Beyond Fast AutoAugment

Interestingly, Fast AutoAugment makes use of a proxy optimization task for finding the candidate policies, which is decoupled from the dataset and from the real objective function. There also exist several papers, that go beyond Fast AutoAugment and try to move the optimization task to the model training part.

One of those papers is RandAugment [6], a method proposed by the authors of AutoAugment. It eliminates the need for a proxy task, and thus moves the whole augmentation process to searching hyperparameters of the model. The number of parameters is also reduced from 30 to only 2. Paper also proves, that fixing magnitude to some value does not have a very significant impact on the performance, thus it can be eliminated from the parameters. The probability term of applying operation is exchanged with the uniform probability of $\begin{array}{l}\frac{1}{K}\end{array}$ .

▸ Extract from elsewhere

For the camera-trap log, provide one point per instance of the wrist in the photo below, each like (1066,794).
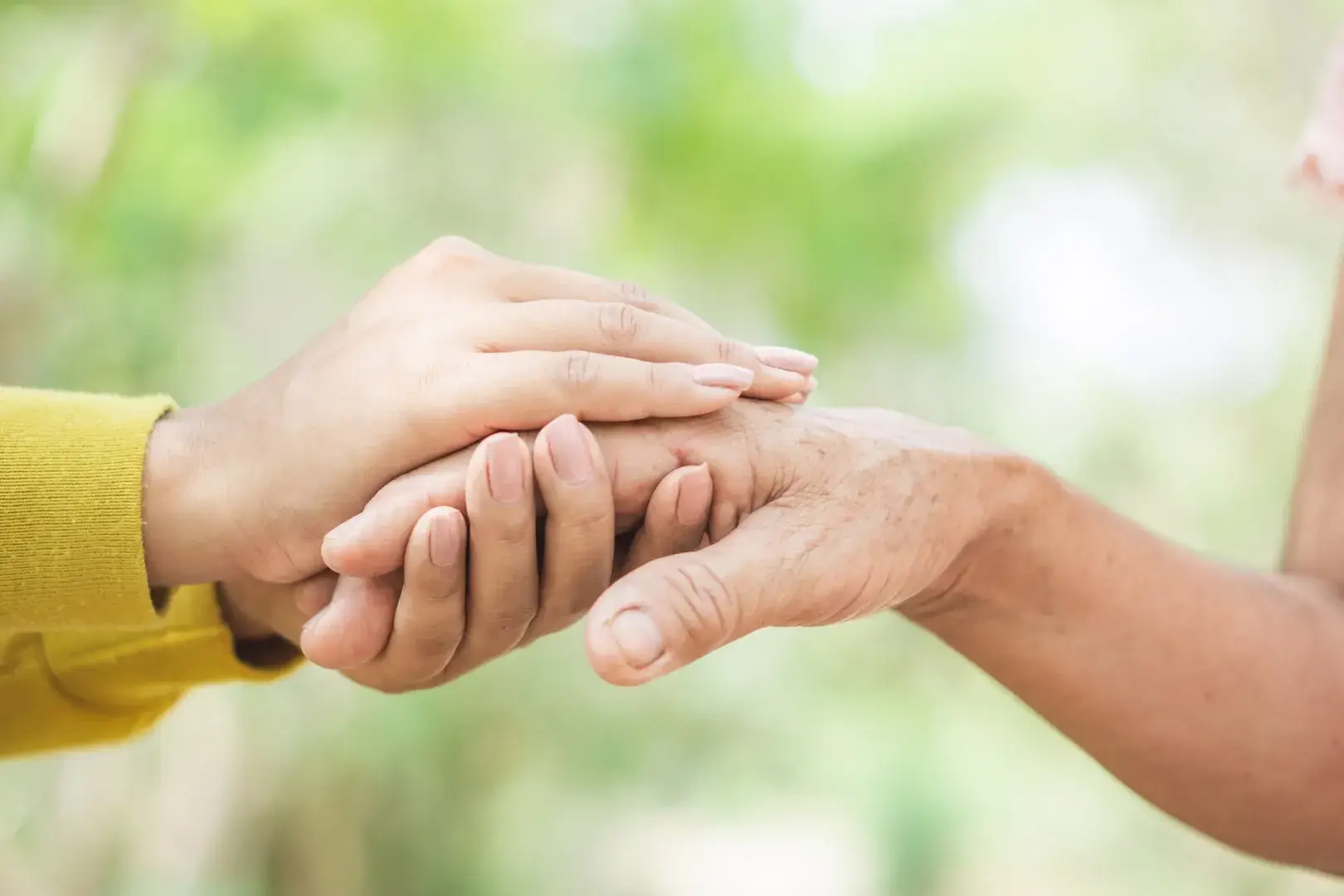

There can be $\begin{array}{l}K^N\end{array}$ candidate policies, with K – number of operations and N – consecutive transformations for one image. Table 6 shows, that the search space for RandAugment is only $\begin{array}{l}10^2\end{array}$ compared to $\begin{array}{l}10^{32}\end{array}$ in Fast AutoAugment and AutoAugment. Therefore RandAugment can be easily moved from a separate proxy task to the hyperparameter search process for the current model. Table 6 also shows that RandAugment achieves state-of-the-art results, especially for more complex models.